Well first you disabled OFDM, which should drop minimum bss rate from 6 to 1Mbps, so the disablement of bss-minrate shouldn't have changed anything. But I don't know what an AP actually does in this instance.
Minimum rate of OFDM is 6Mbps (11g). If not enabled minimum rate is 1Mbps (11b).
By rasing min-rate you try and help the 9090 to change AP at a different time, i.e. distance from the AP. What I think others here are probably thinking is that maybe the 9090 are roaming either too much or too little and that's causing issues.
So we've told you to raise bss-minrate to 12, 18, 24 or higher to provoke 9090s into a roam at a better time (read: distance from AP), however you need to be careful because you actually don't shrink AP cell size with that, just the distance a 9090 will still connect at so you 'trick' your 9090 into a roam and hopefully another AP is there with enough signal to give the handheld 18Mbps when it decides to do that.
This however is highly dependent on what your 9090 does. Since you are using archaic handhelds things probably won't work as you'd expect and enabling OFDM only and raising min-rate will probably not change anything, like you've found out.
Another thing is how APs are placed. They might be spread to thin or too close. Either way you can run into problems. That's why proper installers take allot of care in designing a WLAN network. If they are smart, they even document stuff and give you all the measurements and everything.
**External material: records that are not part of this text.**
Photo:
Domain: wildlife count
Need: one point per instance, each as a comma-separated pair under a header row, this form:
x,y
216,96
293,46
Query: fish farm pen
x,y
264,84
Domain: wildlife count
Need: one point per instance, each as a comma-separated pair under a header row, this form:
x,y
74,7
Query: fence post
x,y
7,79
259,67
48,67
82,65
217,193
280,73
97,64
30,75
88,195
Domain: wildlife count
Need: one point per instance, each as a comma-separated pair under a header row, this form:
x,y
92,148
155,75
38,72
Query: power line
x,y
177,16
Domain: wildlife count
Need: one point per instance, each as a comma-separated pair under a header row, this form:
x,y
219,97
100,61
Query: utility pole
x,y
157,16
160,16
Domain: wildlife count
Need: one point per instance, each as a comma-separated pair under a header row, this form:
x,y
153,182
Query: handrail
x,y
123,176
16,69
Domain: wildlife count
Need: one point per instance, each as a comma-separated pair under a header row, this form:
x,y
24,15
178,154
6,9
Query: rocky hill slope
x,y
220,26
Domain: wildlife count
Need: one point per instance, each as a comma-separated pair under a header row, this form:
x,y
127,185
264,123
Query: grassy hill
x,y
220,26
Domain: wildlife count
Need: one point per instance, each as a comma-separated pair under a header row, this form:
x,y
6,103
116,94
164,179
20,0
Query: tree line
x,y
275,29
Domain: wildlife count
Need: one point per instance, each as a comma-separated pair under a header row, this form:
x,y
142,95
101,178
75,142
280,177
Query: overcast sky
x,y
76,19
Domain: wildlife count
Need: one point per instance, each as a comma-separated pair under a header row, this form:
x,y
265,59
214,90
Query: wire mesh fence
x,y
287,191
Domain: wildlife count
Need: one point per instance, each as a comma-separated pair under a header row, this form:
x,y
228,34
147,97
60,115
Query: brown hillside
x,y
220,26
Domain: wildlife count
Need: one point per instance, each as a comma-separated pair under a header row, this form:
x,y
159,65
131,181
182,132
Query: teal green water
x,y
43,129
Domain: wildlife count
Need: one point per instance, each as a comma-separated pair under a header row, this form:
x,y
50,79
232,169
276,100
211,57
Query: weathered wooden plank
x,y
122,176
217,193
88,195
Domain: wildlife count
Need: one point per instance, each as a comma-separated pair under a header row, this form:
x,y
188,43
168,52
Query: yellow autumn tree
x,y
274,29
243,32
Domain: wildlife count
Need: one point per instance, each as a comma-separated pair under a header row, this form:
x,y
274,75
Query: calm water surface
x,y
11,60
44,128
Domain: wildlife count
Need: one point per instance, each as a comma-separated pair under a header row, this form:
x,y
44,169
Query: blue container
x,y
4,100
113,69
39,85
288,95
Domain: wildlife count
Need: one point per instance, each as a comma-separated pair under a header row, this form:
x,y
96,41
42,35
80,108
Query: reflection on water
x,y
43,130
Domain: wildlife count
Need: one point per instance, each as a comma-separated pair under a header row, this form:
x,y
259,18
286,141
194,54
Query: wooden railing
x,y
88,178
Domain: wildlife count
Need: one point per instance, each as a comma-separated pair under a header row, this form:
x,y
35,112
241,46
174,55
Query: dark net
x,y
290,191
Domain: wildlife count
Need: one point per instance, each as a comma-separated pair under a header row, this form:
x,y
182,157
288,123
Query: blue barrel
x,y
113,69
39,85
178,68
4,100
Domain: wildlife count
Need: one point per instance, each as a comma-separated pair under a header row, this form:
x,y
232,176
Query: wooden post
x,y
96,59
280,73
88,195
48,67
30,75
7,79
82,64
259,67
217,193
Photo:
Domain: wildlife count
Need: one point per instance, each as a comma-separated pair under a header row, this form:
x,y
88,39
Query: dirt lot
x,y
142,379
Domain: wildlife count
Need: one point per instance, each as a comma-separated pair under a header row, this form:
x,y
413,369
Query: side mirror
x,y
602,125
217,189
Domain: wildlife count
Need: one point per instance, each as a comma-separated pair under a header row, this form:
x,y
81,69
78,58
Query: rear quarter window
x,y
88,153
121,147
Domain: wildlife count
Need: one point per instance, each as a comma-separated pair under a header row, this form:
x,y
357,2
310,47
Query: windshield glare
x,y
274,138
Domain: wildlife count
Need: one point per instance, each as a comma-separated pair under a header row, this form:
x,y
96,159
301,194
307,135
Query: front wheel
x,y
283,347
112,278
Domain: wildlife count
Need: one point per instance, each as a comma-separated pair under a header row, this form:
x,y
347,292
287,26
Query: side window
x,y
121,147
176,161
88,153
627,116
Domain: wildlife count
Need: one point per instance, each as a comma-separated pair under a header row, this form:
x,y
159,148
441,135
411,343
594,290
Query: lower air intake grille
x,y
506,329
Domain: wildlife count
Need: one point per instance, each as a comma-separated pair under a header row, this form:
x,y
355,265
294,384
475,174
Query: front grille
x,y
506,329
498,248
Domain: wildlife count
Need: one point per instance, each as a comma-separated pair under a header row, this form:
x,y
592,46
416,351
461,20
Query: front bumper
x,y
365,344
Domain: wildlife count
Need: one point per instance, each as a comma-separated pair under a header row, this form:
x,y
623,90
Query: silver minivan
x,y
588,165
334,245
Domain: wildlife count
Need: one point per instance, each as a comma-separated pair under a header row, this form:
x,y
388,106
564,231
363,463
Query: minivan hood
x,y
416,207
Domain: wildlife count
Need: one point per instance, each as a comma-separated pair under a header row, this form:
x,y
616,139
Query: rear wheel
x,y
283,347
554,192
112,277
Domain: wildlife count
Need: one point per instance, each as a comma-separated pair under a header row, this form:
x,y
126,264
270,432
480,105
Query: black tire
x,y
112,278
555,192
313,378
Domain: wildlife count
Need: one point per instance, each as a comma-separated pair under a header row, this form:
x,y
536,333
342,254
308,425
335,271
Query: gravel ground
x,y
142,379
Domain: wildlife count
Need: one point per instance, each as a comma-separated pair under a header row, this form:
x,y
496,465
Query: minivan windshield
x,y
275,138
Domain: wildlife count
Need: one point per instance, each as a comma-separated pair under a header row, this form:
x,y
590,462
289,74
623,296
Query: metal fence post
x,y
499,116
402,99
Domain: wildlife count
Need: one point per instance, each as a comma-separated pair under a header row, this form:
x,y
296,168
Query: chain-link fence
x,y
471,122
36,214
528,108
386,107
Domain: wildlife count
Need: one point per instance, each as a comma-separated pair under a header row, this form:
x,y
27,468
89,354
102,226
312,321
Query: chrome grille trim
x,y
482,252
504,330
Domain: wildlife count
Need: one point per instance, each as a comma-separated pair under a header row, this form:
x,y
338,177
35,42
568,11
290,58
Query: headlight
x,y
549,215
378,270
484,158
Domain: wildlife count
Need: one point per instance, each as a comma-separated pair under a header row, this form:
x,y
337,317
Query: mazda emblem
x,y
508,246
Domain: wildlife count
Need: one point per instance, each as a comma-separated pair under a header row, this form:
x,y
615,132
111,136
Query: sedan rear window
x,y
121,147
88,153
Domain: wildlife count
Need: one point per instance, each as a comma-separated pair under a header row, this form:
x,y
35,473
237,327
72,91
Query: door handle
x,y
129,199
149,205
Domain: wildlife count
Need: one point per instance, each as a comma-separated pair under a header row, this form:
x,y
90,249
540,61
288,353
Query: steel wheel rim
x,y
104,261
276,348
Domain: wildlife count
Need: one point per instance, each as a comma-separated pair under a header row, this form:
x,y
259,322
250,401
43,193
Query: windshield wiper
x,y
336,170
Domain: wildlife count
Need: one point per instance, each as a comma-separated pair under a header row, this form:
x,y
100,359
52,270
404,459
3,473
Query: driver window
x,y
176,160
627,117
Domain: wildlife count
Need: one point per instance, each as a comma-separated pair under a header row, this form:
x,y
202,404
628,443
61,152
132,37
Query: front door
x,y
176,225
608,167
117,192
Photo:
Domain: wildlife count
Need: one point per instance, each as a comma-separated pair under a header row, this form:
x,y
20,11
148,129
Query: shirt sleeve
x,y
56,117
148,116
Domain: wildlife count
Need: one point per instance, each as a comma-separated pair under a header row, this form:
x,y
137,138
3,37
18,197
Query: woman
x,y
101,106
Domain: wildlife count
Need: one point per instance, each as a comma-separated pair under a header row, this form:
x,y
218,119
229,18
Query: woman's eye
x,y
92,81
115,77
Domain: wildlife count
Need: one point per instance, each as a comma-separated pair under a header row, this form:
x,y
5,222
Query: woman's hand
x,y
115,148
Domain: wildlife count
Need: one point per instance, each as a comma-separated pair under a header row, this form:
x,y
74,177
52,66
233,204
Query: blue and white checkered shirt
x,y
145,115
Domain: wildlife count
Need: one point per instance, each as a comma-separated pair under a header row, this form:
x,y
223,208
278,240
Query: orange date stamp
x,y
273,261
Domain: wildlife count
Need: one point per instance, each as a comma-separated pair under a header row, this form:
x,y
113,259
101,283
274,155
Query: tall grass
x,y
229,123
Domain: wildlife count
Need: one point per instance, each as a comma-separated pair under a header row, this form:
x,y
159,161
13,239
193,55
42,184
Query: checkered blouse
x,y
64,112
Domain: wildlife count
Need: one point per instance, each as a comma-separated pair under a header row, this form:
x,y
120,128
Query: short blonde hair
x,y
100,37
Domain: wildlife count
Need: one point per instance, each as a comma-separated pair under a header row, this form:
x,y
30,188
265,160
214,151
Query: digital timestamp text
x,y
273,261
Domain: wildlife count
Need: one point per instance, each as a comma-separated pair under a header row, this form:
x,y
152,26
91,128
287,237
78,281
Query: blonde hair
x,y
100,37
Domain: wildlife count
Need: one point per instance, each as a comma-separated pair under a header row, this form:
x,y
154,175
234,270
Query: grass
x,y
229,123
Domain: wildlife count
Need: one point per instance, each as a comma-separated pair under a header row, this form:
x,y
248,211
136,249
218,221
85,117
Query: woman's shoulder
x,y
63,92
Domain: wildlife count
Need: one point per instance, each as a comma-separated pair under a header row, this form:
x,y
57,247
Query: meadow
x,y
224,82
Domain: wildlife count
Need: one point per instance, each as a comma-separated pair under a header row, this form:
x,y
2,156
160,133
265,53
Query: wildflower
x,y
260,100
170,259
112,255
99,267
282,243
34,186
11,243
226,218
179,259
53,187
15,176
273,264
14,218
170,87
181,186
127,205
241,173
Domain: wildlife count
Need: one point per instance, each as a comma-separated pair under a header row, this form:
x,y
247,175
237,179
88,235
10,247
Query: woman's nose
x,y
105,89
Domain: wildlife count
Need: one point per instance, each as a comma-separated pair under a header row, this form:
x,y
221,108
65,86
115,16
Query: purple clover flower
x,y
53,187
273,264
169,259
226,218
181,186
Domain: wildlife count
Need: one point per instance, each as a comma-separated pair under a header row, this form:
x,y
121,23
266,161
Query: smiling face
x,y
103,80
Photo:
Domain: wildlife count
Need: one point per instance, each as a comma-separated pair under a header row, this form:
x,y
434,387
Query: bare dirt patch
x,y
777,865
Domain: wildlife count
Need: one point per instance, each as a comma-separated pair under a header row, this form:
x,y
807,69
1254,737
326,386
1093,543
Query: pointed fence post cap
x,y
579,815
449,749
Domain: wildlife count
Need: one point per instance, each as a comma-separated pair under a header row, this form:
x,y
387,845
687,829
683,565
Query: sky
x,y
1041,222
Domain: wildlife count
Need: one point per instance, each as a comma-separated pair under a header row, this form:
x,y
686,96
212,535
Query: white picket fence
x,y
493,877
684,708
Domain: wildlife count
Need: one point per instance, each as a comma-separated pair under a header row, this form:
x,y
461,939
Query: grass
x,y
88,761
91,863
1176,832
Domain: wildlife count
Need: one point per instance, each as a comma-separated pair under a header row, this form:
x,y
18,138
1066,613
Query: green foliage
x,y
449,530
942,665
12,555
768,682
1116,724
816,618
The only thing that would make sense in this case is your DTIM setting which if I understand is helping, which is logical since that's rate-independent.
But there are greater and greater benefits of using OFDM. It has to do with the speed that some frames are transmitted at, cell-sizing, roaming, etc. Too much for this post, but the general rule now is to use OFDM only with higher minimum rates. Not applicable everywhere, but like 95% of implementations.